O ministro da Administração Interna destacou “o reforço e rejuvenescimento” da Polícia de Segurança Pública com 568 novos agentes que terminaram hoje o curso e avançou que “dentro de dias” será aberto um outro recrutamento. José Luís Carneiro participou hoje na Escola Prática de Polícia (EPP), em Torres Novas, na cerimónia de encerramento do curso de 568 novos agentes e de 221 chefes da PSP.
“No ano passado entraram cerca de 900 novos polícias agora são mais polícias. Dentro de dias vamos abrir novos procedimentos com autorização que já temos do Ministério das Finanças para garantir o rejuvenescimento e continuar a trabalhar com a Direção Nacional para permitir e proporcionar que tornem esta missão de serviço público atrativa para as novas gerações”, disse aos jornalistas o ministro no final da cerimónia.

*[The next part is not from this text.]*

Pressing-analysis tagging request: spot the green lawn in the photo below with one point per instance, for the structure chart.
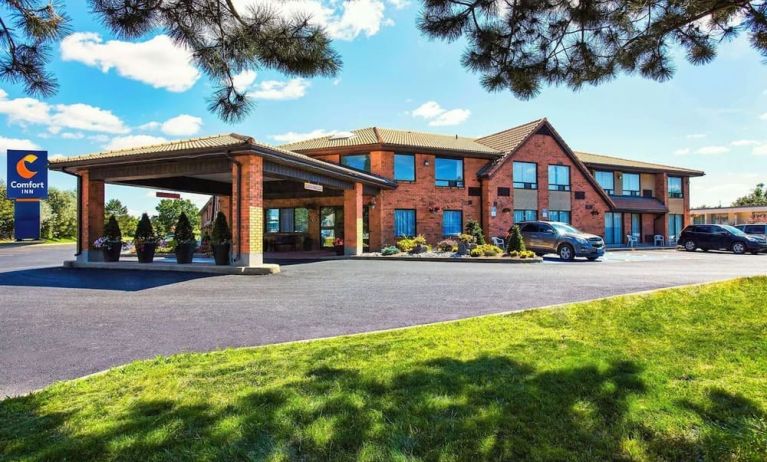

O governante sublinhou que este reforço vai continuar no futuro, uma vez que o rejuvenescimento na PSP permite que se possa autorizar a passagem à pré-aposentação dos polícias com mais de 36 anos de serviço ou 56 anos de idade.
José Luís Carneiro frisou que “este é um rejuvenescimento permanente” e que o Governo tem previsto “de forma plurianual” avançar com estes “recrutamentos regulares” nas forças de segurança, dando conta que na GNR vão agora também concluir o curso 220 militares, num total de 1.000 este ano, depois de 1.500 em 2022.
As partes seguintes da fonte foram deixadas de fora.